A tutti quelli che “lo sbilancio commerciale non è importante, guardate l’America”, e anche a quanti hanno desiderio di capire le differenze tra Stati Uniti ed Unione europea, segnaliamo un utile post di Dani Rodrik, che spiega perché la Grecia non è la California, di fronte ad un dissesto.
Se è vero che anche la California ha una clausola che vieta il bailout federale, è altresì vero che ci sono molte differenze con la situazione dei singoli stati sovrani europei, che Rodrik identifica. Ad esempio,
- I californiani ottengono automaticamente da Washington trasferimenti, di welfare ed altro;
- I debitori californiani non vengono esclusi dai mercati del credito, e quelli con uno stato patrimoniale in salute possono prendere a prestito dal resto della nazione. Questo accade perché non c’è un “rischio California” nel modo in cui invece esiste un rischio sovrano greco. I debitori in California operano sotto un regime legale federale e lo stato di California non può costringerli a detenere debito della California né impedire loro di rimborsare i debiti a non californiani;
- La Fed resta pronta ad agire come prestatore di ultima istanza ad ogni banca californiana (questo c’è anche in Eurozona, ormai);
- La California ha deputati e senatori a Washington, D.C., che possono spingere per interventi a contrasto dei guai dello stato attraverso canali politici (ad esempio fiscal spending, assistenza federale, riduzioni del debito);
- I californiani possono liberamente spostarsi e cercare lavoro altrove entro gli Stati Uniti;
In estrema sintesi, i californiani possono ottenere sostegno diretto da parte del governo federale (non in quanto californiani quanto perché cittadini di un’Unione federale), mentre l’eventuale bancarotta dello stato sovrano greco trascina con sé tutta la popolazione. La sintesi di Rodrik è, o dovrebbe essere, piuttosto comprensibile: la California non ha poteri sovrani ma è gestita come qualsiasi altro debitore, pur se di dimensioni rilevanti, e fa parte della governance federale. In Eurozona la demarcazione resta per linee nazionali, risentimento incluso.

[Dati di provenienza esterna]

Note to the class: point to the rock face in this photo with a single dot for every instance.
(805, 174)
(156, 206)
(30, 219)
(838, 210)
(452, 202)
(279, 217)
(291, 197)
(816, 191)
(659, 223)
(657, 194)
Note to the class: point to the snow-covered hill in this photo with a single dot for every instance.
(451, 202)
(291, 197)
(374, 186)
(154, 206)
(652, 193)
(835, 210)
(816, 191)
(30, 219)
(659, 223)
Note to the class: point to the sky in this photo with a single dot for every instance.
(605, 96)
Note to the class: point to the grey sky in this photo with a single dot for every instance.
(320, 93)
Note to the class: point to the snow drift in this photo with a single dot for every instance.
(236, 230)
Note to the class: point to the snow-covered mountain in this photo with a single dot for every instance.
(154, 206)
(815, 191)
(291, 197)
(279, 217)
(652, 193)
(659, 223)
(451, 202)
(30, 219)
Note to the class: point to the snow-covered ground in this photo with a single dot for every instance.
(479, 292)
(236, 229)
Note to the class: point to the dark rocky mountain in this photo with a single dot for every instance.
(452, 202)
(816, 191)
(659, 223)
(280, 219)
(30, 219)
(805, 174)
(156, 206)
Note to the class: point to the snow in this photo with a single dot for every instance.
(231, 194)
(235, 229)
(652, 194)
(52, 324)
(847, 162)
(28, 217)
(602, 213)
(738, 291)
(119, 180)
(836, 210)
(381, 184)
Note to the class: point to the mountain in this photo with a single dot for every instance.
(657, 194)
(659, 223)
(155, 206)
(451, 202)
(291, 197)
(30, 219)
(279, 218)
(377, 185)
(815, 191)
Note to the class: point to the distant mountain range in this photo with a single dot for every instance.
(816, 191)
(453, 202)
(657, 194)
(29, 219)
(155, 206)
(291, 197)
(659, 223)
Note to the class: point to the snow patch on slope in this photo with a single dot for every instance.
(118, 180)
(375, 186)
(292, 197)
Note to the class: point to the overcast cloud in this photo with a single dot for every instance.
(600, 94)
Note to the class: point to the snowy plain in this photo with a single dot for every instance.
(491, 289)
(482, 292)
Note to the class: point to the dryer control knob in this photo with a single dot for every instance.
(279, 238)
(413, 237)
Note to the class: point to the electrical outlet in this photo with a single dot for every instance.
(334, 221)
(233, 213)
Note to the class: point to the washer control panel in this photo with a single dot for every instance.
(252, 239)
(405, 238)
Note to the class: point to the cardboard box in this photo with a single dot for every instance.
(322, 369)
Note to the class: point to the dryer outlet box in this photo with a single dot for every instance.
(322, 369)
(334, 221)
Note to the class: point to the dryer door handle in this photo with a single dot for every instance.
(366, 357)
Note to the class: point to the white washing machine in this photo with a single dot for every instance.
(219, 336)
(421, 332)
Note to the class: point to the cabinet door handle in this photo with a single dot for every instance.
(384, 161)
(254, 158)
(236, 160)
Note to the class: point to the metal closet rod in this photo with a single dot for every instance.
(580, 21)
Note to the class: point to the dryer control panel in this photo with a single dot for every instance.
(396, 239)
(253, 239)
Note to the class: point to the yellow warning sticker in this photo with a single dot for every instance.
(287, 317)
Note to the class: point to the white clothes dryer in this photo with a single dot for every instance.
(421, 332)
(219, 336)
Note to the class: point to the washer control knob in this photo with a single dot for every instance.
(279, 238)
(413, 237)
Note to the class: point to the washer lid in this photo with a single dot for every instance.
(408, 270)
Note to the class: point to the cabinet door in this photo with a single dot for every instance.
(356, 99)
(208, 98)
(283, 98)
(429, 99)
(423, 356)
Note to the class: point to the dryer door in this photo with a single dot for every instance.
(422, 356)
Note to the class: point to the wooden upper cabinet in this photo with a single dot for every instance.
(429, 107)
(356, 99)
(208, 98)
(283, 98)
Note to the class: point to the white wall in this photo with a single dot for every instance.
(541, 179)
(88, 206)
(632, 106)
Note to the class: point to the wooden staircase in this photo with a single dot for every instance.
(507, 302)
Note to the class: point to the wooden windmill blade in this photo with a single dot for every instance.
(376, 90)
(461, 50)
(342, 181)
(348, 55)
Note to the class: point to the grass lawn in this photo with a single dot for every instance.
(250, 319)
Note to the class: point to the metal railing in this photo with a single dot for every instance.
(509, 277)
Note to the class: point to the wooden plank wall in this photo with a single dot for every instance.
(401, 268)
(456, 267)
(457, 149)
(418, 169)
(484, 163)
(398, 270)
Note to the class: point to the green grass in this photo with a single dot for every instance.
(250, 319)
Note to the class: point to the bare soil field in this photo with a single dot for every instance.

A questo punto l’inferenza è piuttosto banale: l’Eurozona è in una condizione di incompiutezza strutturale. O evolve verso un assetto realmente federalista (gli “Stati Uniti d’Europa”), pur con il rilevante ostacolo delle barriere linguistiche, oppure accetta l’elevato rischio di restare una unione valutaria, visto che il famoso “fiscal compact” di cui si favoleggia è di fatto privo di elementi di reale mutualità fiscale, oltre a restare largamente indeterminato sulle modalità di cessione della sovranità di bilancio pubblico e (soprattutto) di politica economica.